Background removal is a task that is quite easy to do manually, or semi manually (Photoshop, and even Power Point has such tools) if you use some kind of a “marker” and edge detection, see here an example. However, fully automated background removal is quite a challenging task, and as far as we know, there is still no product that has satisfactory results with it, although some do try.

What background will we remove? This turned out to be an important question, since the more specific a model is in terms of objects, angle, etc. the higher quality the separation will be. When starting our work, we thought big: a general background remover that will automatically identify the foreground and background in every type of image. But after training our first model, we understood that it will be better to focus our efforts in a specific set of images. Therefore, we decided to focus on selfies and human portraits.

A selfie is an image with a salient and focused foreground (one or more “persons”) guarantees us a good separation between the object (face+upper body) and the background, along with quite an constant angle, and always the same object (person).

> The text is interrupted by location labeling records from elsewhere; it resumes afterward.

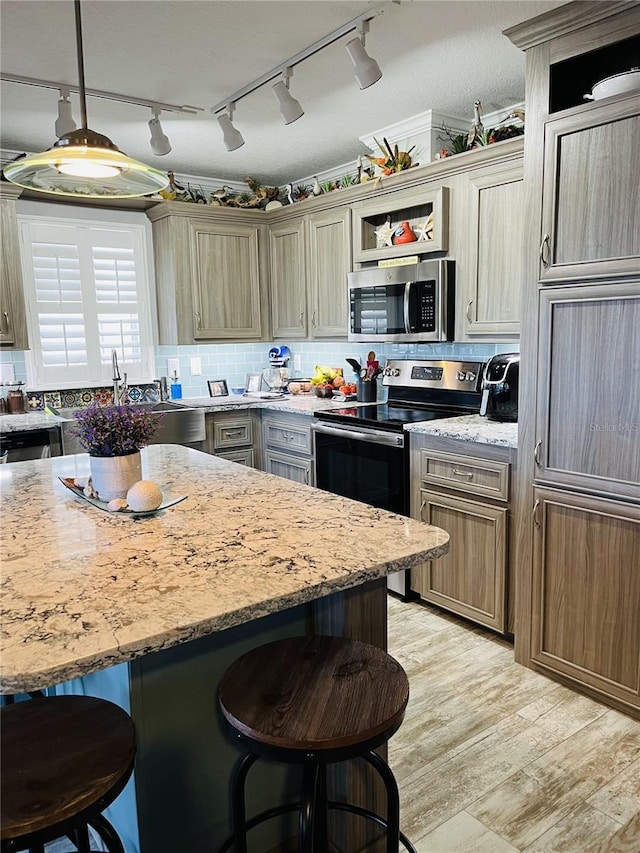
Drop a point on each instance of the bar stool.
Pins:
(64, 760)
(314, 701)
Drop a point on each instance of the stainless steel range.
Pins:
(362, 451)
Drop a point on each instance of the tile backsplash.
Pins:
(233, 361)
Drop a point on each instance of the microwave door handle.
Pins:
(407, 319)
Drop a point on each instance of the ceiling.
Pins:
(437, 55)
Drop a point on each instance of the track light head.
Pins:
(367, 71)
(231, 136)
(159, 142)
(64, 122)
(290, 109)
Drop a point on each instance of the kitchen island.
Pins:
(150, 611)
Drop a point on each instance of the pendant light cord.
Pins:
(81, 88)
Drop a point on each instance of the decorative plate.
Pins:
(79, 493)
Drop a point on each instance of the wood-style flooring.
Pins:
(494, 758)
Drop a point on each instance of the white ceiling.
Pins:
(437, 55)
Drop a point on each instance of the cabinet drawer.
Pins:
(232, 432)
(281, 434)
(465, 473)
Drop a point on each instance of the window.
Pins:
(87, 294)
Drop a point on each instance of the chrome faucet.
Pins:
(117, 379)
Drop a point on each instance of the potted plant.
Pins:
(113, 436)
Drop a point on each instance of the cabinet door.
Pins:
(591, 214)
(290, 467)
(586, 592)
(329, 261)
(470, 578)
(225, 280)
(496, 260)
(288, 279)
(588, 418)
(13, 323)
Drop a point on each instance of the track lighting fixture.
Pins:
(367, 71)
(64, 122)
(159, 142)
(231, 136)
(85, 163)
(290, 109)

With these assumptions in mind, we embarked on a journey of research, implementation and hours of training to create a one click easy to use background removal service.

The main part of our work was training the model, but we couldn’t underestimate the importance of proper deployment. Good segmentation models are still not compact as the classification model (e.g SqueezeNet) and we actively examined both server and browser deployment options.

If you want to read more details about the deployment process(es) of our product, your are welcomed to check out our posts on server side and client side.

If you want to read about the model and it’s training process, keep going.

Semantic Segmentation

When examining deep learning and computer vision tasks which resemble ours, it is easy to see that our best option is the semantic segmentation task.

Other strategies, like separation by depth detection also exist, but didn’t seem ripe enough for our purposes.

Semantic segmentation is a well known computer vision task, one of the top three, along with classification and object detection. The segmentation is actually a classification task, in the sense of classifying every pixel to a class. Unlike image classification or detection, segmentation model really shows some “understanding” of the images, in not only saying “there is a cat in this image”, but pointing where and what is the cat, on a pixel level.

So how does the segmentation work? To better understand, we will have to examine some of the early works in this field.

The earliest idea was to adopt some of the early classification networks such as VGG and AlexnetVGG was the state of the art model back in 2014 for image classification, and is very useful nowadays because of it’s simple and straightforward architecture. When examining VGG early layers, it may be noticed that there are high activation around the item to classify. Deeper layers have even stronger activation, however they are coarse in their nature since the repetitive pooling action. With these understandings in mind, it was hypothesized that classification training can also be used with some tweaks to finding/segmenting the object.